On the plus side, Azure App Service is extremely easy to deploy to and it deploys considerable faster than Azure Cloud Services. The deployment slots are free and it has built in A/B testing features. It’s also possible for developers to combine multiple applications for easy deployment and to save capital. Another advantage is that apps deployed on Azure App Service are easily extendable with extensions from Azure and external providers.

On the down side, developers do not have server access since Azure App Service is a managed platform that handles all the deployment. It’s not possible to access the app configuration files once the app is running. Also, since you can’t install an agent, the developer cannot use all the monitoring tools. Another negative is the limited Windows performance counters and virtual machine sizes and specifications to choose from.

Companies that use Azure App Service include Real Madrid, AccuWeather, Heineken, Absolut, Jet and Hogarth Worldwide.

Azure Cloud Services

Azure Cloud Services was the first Platform as a Service (PaaS) offering from Microsoft.

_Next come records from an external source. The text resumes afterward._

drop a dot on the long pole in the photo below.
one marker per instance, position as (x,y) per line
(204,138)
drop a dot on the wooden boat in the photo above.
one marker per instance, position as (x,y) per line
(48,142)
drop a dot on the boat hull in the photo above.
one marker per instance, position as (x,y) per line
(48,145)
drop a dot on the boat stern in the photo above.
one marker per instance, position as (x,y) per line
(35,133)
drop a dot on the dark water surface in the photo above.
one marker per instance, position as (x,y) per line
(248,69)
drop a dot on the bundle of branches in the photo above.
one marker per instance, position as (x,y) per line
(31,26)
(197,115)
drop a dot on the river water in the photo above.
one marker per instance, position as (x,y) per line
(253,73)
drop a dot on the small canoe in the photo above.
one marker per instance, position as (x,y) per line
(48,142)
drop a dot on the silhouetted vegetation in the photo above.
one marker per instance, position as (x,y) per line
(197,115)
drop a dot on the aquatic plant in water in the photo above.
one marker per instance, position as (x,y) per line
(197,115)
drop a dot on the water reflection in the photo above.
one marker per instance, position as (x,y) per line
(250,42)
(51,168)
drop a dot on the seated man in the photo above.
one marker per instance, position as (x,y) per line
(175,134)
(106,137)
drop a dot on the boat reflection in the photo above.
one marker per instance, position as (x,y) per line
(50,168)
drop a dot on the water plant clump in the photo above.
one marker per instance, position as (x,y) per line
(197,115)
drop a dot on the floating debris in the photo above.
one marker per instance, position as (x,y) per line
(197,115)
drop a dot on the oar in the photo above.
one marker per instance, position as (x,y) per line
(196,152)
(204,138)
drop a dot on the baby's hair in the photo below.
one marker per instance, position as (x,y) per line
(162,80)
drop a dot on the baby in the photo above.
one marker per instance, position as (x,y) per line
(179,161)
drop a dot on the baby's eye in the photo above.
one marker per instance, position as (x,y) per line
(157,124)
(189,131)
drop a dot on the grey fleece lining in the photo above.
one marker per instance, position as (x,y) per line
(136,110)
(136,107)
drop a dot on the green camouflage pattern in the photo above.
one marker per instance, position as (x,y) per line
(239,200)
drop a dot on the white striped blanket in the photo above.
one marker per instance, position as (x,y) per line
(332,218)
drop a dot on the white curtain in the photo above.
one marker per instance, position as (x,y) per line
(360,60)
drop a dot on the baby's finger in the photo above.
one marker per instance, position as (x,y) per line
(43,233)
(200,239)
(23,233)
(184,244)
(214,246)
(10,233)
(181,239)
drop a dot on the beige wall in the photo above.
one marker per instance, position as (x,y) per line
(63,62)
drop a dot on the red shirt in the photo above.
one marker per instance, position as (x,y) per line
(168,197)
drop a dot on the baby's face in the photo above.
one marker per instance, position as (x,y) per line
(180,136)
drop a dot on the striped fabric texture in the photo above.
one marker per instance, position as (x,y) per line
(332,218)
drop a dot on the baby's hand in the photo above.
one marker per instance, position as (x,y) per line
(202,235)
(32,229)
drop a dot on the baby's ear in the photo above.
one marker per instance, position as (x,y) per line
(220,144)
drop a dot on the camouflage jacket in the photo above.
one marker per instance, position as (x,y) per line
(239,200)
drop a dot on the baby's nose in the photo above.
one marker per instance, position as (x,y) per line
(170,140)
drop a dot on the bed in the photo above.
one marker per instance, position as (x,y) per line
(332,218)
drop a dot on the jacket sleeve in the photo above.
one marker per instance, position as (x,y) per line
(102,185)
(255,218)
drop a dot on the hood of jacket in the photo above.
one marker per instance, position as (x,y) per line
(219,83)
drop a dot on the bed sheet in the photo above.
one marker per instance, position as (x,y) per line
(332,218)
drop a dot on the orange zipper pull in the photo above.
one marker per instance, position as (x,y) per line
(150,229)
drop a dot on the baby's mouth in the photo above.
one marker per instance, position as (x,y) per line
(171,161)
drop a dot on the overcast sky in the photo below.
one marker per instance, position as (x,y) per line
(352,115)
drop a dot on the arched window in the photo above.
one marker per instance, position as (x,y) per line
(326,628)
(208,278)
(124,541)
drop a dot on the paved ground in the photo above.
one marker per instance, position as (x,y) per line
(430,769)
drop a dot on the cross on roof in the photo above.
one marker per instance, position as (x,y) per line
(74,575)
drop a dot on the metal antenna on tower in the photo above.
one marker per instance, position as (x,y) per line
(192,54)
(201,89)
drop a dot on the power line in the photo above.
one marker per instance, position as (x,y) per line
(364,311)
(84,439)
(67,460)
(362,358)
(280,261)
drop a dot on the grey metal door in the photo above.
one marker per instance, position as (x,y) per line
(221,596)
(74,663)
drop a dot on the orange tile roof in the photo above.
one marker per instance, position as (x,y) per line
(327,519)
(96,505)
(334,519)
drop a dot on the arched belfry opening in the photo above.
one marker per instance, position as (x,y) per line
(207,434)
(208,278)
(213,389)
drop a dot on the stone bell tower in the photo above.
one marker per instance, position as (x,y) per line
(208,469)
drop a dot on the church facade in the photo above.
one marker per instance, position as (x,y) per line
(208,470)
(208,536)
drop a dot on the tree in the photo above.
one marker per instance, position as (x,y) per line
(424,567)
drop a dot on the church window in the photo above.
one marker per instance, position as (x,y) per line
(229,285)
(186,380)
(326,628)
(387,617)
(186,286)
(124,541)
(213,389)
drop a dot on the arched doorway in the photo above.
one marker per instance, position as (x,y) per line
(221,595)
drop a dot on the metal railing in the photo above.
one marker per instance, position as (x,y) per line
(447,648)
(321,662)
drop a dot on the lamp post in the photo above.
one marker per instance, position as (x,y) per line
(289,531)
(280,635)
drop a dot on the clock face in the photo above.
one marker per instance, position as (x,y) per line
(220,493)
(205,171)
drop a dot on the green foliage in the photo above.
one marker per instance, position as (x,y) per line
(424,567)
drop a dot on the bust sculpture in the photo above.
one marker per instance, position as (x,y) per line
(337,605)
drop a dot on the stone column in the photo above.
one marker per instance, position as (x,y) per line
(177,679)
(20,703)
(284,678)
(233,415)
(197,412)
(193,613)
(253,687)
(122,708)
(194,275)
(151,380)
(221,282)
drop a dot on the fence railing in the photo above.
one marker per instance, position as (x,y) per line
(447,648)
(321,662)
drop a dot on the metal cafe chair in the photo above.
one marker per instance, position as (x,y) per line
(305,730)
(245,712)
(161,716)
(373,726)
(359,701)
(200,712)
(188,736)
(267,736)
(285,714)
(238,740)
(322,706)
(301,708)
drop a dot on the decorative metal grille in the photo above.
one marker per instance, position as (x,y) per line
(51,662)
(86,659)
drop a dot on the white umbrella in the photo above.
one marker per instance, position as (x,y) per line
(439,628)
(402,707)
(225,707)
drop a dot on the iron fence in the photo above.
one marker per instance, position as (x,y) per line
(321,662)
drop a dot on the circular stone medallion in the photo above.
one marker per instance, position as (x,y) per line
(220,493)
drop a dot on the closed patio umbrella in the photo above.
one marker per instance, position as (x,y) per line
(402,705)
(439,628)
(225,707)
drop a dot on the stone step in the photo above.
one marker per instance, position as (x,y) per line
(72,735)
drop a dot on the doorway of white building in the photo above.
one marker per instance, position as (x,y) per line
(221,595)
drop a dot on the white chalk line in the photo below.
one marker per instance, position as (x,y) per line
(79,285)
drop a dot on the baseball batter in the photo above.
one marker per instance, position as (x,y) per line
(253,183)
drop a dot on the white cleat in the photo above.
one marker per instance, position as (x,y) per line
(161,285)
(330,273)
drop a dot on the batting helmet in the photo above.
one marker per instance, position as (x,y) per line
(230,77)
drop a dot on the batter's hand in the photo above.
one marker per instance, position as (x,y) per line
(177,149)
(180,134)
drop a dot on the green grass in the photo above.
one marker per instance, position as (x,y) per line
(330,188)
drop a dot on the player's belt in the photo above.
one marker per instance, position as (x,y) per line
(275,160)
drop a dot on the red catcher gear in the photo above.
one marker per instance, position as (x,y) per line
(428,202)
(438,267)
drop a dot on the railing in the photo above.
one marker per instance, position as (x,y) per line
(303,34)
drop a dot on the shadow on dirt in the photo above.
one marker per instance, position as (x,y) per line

Cloud Services supports the development and deployment of apps that are reliable, scalable, and inexpensive to maintain. Cloud Services allows apps and background services to be easily deployed onto virtual machines since Azure takes care of the server initialization, management, updates, etc.

Azure Cloud Services is available in two roles depending on how it is hosted on the virtual machines.

Web role: It automatically deploys the app and hosts it through Internet Information Services (IIS).

Worker role: It runs the app as a standalone entity and does not use IIS.

Typically, a web role is used to host simple applications, while worker roles are used to host complex background services.

While App Service and Cloud Services are both hosted on virtual machines, Cloud Services allows the developer to have more control over the virtual machines.

In essence, this is a more flexible solution than Azure App Service. It automatically manages the application container and the deployment but still allows developers to have some control over the underlying web servers.

But on the other hand, more control could also mean less ease of use. It’s definitely easier and quicker to get an application deployed through App Service than Cloud Services. So, unless you specifically need the additional control, App Service would be the more feasible choice.

Azure Cloud Services does have quite a few good features though. It allows you to install your own software on the virtual machines that use it, so you can easily access them remotely. It supports a number of languages such as PHP, Python, Ruby, .Net, Node.js and Java. It’s easy to deploy apps and APIs that are both scalable and highly available, but the focus is on apps and not the hardware it runs on.

Like App Service, it provides numerous features like automatic OS upgrades, autoscaling, large scale deployment, integrated monitoring and load balancing and seamless platform switching. But it also provides additional capabilities like custom MSI installations, remote desktop access to underlying servers, the ability to listen to Event Tracing for Windows events and defining and executing specific tasks on startup.

On the cons side, Cloud Services is very slow to deploy to and using the staging slots costs a lot. It’s also not possible to easily combine multiple apps together or change the virtual machine instance size without redeploying the app.

Companies that use Azure Cloud Services are Aviva, Dell, UC Davis, AccuWeather and Milliman.


Azure App Service and Azure Cloud Services are both excellent services to deploy applications seamlessly to the cloud. They both have good features, many of which overlap and it’s certainly so much easier than having to set up virtual machines on your own.

The critical difference is the ability to access the servers through Cloud Services, which isn’t available through App Service. But considering the faster deployment through App Service, perhaps it is the more preferred choice. And you can always utilize Azure WebJobs to run background processes while using App Service.

In the end, the choice to pick one over the other would be a matter of your individual business requirements and what works best for your enterprise.